Reigosa agitó de nuevo la cabeza y recordó por un momento los viejos días de 1835, el año de la quema de conventos, cuando él mismo era un joven obrero empleado en una fábrica textil y no podía imaginar que un día habría de vestir las ropas de la misma autoridad que por aquel entonces despreciaba. La imagen de una lengua de fuego avanzando por la Rambla como un río desbordado, desde las torres de Canaletas hasta el cuartel de las Atarazanas, devorando iglesias y conventos y consumiendo en un suspiro siglos de historia a su paso, le provocó un pequeño escalofrío y le hizo pensar también, inevitablemente, en su amigo Andreu Palafox.
No debía de ser fácil vivir dentro de la cabeza de aquel muchacho, se dijo una vez más.
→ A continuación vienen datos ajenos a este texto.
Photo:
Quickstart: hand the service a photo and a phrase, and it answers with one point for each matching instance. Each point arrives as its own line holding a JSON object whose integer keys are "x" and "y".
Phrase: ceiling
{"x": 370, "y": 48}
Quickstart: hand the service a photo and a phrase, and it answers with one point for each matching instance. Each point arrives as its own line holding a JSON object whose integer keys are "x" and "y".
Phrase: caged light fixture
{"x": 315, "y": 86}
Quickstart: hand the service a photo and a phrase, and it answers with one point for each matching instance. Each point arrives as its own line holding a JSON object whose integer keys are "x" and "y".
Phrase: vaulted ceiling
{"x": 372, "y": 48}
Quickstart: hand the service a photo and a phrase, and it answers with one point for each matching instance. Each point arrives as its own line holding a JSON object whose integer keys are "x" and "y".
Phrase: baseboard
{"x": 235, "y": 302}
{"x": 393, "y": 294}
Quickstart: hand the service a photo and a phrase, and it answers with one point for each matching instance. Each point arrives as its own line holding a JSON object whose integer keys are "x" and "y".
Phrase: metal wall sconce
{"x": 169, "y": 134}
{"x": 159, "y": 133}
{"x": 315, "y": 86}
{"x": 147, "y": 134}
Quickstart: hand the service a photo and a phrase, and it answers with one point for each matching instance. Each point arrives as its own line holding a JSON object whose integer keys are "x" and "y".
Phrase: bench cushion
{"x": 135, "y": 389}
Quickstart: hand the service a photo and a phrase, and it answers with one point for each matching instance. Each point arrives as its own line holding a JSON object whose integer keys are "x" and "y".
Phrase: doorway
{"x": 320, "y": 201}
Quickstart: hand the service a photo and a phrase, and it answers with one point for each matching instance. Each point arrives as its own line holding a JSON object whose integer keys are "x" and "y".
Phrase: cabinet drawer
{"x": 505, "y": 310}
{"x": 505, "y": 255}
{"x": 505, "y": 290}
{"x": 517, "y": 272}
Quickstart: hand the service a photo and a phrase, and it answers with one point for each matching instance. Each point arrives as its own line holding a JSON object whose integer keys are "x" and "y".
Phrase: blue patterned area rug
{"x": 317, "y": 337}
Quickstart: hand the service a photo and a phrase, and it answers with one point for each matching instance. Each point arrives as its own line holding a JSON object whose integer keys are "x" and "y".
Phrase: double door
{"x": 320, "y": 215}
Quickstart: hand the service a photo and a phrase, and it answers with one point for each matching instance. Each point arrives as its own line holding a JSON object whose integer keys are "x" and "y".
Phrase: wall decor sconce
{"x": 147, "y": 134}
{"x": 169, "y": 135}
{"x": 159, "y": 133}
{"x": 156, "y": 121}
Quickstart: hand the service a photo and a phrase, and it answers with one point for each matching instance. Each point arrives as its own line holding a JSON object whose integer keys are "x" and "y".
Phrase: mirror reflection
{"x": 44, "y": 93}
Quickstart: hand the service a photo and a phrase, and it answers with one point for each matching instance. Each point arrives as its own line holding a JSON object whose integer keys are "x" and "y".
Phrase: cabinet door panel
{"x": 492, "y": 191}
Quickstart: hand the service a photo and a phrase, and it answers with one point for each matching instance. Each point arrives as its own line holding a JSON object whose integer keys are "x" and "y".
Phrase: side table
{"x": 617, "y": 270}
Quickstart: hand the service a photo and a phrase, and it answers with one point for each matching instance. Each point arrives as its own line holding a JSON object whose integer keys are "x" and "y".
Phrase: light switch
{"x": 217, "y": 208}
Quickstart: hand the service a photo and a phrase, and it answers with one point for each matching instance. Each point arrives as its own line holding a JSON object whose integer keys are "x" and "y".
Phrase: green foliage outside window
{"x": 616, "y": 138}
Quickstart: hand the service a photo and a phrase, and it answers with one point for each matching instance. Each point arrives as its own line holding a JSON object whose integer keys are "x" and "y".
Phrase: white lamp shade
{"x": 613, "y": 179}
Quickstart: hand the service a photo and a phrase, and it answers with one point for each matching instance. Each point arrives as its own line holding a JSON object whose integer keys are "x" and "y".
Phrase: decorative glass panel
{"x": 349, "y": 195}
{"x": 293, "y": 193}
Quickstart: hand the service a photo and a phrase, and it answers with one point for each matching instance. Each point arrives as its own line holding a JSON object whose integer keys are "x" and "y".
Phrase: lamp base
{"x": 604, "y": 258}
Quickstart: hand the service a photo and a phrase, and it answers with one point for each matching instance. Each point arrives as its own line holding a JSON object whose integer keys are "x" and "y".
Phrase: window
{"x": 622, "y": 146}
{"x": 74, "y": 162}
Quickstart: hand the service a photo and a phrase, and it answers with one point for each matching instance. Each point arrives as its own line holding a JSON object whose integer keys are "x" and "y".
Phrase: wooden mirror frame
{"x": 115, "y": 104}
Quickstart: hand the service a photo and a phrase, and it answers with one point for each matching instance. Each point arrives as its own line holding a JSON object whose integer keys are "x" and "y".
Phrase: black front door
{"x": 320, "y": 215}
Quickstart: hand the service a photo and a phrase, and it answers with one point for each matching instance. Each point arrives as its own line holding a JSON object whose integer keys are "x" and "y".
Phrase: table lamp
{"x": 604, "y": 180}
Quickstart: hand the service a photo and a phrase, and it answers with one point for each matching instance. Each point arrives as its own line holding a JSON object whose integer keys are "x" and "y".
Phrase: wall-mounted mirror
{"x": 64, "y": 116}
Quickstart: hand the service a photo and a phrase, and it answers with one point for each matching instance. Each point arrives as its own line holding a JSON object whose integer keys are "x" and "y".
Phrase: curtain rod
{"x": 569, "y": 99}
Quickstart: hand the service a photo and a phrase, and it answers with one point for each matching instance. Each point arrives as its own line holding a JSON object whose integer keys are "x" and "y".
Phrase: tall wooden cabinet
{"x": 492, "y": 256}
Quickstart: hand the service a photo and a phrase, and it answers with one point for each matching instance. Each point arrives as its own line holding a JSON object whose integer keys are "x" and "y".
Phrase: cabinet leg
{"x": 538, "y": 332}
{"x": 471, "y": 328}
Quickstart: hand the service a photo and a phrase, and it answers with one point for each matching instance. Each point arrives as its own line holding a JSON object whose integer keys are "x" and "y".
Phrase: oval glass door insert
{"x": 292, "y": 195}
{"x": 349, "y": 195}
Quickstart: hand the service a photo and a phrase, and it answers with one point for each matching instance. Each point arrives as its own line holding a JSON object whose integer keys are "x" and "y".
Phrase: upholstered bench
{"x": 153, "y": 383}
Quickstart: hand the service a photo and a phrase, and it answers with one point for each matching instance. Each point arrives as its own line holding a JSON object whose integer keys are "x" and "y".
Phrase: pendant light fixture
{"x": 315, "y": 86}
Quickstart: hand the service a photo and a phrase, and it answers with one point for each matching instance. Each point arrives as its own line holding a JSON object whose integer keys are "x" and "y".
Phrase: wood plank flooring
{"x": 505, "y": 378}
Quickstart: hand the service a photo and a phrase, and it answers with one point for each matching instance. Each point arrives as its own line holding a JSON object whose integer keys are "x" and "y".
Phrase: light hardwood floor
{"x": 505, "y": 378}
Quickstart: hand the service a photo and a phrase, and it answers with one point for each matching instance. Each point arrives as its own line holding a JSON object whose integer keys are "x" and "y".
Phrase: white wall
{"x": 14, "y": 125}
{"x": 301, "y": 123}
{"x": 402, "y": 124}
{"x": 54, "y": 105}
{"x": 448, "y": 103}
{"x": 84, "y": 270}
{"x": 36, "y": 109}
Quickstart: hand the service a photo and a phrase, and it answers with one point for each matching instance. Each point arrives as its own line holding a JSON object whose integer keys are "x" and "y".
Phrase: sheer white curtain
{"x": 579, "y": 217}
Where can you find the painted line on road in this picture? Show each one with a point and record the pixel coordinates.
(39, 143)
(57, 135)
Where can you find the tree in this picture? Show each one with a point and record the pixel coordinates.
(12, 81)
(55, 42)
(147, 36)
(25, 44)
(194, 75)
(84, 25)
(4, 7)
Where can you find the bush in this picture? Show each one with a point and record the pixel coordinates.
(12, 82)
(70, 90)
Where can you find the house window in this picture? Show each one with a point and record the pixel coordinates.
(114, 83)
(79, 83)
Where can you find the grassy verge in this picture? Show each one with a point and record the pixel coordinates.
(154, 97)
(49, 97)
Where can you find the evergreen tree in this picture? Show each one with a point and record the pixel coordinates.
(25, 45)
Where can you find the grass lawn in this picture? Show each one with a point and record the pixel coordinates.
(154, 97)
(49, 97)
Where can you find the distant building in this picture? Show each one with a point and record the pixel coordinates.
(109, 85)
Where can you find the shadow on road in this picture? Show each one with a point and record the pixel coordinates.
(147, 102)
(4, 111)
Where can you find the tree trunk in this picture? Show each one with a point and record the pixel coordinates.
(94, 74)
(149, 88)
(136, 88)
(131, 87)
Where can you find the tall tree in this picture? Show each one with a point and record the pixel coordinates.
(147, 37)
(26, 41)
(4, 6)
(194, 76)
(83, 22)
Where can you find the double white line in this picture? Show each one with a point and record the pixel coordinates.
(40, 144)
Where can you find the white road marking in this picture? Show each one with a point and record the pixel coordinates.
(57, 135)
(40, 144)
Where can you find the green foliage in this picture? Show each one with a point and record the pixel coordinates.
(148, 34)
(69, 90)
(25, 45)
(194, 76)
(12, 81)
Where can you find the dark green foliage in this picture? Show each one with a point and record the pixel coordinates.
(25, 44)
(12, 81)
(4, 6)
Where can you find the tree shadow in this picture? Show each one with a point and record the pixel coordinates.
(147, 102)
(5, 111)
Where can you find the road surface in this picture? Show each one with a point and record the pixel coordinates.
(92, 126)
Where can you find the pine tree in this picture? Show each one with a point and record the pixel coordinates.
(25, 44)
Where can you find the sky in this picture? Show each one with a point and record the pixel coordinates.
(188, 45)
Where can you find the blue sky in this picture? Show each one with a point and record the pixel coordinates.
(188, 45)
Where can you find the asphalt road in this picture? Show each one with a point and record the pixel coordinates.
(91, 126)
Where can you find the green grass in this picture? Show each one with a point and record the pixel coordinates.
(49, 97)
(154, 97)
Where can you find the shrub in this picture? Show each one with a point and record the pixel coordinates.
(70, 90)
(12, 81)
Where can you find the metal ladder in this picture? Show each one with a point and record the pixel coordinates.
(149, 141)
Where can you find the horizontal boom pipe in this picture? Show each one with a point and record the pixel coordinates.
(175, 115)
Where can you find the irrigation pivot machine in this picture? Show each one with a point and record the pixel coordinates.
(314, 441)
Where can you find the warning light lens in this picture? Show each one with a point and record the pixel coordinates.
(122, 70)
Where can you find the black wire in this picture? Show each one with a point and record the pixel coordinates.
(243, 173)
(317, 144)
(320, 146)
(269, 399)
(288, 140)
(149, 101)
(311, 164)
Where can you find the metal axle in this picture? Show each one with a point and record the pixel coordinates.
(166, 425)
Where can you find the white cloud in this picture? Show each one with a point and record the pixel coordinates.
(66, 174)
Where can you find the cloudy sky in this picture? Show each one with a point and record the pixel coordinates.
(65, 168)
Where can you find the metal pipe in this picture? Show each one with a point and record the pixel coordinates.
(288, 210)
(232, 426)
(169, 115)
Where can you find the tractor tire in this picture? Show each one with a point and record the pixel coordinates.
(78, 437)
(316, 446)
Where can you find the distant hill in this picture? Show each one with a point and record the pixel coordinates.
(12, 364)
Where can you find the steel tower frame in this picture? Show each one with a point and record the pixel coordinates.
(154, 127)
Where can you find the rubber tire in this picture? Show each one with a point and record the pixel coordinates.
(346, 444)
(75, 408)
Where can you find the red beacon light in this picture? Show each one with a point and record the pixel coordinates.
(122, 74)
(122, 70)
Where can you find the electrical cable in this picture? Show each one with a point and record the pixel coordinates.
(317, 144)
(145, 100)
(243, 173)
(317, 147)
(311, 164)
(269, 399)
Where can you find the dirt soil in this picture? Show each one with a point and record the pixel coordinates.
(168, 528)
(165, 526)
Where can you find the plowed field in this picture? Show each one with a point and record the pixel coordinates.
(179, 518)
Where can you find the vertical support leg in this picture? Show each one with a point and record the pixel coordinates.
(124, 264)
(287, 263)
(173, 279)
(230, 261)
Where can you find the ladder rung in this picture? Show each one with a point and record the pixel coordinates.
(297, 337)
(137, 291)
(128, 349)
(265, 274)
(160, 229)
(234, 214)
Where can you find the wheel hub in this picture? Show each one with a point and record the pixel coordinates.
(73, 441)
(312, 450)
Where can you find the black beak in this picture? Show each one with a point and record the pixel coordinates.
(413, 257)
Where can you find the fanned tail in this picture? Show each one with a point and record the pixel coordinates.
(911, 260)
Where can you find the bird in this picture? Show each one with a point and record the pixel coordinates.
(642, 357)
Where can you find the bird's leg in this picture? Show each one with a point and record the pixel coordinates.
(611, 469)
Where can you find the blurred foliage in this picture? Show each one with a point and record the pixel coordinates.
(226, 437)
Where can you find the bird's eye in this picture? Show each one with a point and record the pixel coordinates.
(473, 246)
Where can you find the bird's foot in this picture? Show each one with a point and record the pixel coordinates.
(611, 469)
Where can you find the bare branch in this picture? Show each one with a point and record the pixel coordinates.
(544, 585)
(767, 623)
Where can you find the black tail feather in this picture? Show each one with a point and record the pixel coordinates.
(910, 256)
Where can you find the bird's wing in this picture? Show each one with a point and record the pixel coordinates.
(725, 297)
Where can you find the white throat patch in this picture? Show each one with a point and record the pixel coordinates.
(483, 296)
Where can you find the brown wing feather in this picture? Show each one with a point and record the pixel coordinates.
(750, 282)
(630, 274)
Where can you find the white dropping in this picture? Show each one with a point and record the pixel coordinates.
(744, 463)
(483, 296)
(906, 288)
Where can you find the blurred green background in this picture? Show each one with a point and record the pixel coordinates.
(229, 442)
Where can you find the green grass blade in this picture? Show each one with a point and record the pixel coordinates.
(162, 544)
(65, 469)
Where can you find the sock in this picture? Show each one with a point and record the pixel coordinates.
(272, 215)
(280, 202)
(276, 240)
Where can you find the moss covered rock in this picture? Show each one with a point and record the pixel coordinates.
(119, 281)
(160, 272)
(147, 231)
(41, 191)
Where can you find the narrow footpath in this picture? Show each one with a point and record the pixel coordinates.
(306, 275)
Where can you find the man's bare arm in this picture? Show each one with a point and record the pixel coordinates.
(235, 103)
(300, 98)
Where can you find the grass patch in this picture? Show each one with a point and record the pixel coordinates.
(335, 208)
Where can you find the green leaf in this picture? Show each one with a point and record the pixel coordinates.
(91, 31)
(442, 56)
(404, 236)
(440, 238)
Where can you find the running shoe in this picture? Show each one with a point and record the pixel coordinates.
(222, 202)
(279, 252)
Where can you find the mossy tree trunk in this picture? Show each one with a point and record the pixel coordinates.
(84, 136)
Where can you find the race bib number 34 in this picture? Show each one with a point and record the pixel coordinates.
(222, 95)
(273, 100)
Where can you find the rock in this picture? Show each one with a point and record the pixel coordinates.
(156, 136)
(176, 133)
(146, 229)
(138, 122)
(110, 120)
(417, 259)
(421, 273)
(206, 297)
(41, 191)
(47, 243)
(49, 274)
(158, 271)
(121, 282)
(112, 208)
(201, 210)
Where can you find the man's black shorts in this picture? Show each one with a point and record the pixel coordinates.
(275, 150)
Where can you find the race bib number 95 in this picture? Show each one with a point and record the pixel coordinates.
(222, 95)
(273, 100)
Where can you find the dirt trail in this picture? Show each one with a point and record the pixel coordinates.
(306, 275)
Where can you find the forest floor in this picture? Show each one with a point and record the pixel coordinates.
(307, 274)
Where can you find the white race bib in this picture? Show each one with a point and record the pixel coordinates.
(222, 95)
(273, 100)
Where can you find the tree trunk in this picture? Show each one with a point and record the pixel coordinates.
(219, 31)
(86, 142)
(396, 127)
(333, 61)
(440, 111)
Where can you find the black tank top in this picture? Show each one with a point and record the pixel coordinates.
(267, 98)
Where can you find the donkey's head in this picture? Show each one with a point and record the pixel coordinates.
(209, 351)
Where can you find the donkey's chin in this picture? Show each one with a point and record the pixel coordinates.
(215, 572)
No debía de ser fácil sentirse asediado continuamente por los rostros y las voces del pasado.
—El puerto no está bajo nuestra jurisdicción —dijo por fin—. Pero lo que sucede en el interior de las murallas sí lo está. Quiero saber a quién se detiene por estos incendios, bajo qué cargos concretos y con qué fin. Quiero saber qué tienen en mente esos obreros y cuál va a ser su próximo objetivo. Si el capitán Alcaraz no nos considera dignos de colaborar con su cuerpo, tendremos que trabajar por nuestra cuenta y riesgo.
El agente Lafita se estiró un poco más todavía.
—Como usted diga, inspector.
—Le hago a usted responsable, agente Lafita, de mantener a nuestra comandancia informada de todo aquello que pueda resultar relevante para el control de esta rebelión obrera. Considérenos al inspector Ollero y a mí sus únicos superiores a este respecto.
¿Dónde está, por cierto?
El agente señaló con una mano dubitativa el almacén de carga del que él mismo había salido cinco minutos antes.
—¿Quiere que vaya a…?
Reigosa lo interrumpió con una simple mirada.
—Mañana nos reuniremos en mi despacho para ponernos al día y organizar la estrategia a seguir —dijo—. El inspector Ollero, usted y yo. Y ahora, si me disculpa…
El inspector Reigosa se llevó dos dedos al ala del sombrero, giró sobre sí mismo y emprendió con decisión el camino de regreso al Portal del Mar, dejando al agente Lafita aún cuadrado como un soldadito de plomo y con los ojos brillantes de asombro ante aquella promoción inesperada.
El mismo coche oficial que los había llevado a Palafox y a él hasta el convento de Santa Clara aguardaba ahora estacionado en la plaza del Palacio. Antes de montar en él, Reigosa procedió al pequeño gesto inútil de convocar una flema a su garganta y escupirla con fuerza en el suelo, en un intento de librarse del mal sabor de boca que le había quedado al pronunciar el apellido de su colega, el inspector Ollero. Luego se acomodó en el interior de la cabina, cerró los ojos y dejó que el carruaje lo llevara por fin de vuelta a casa.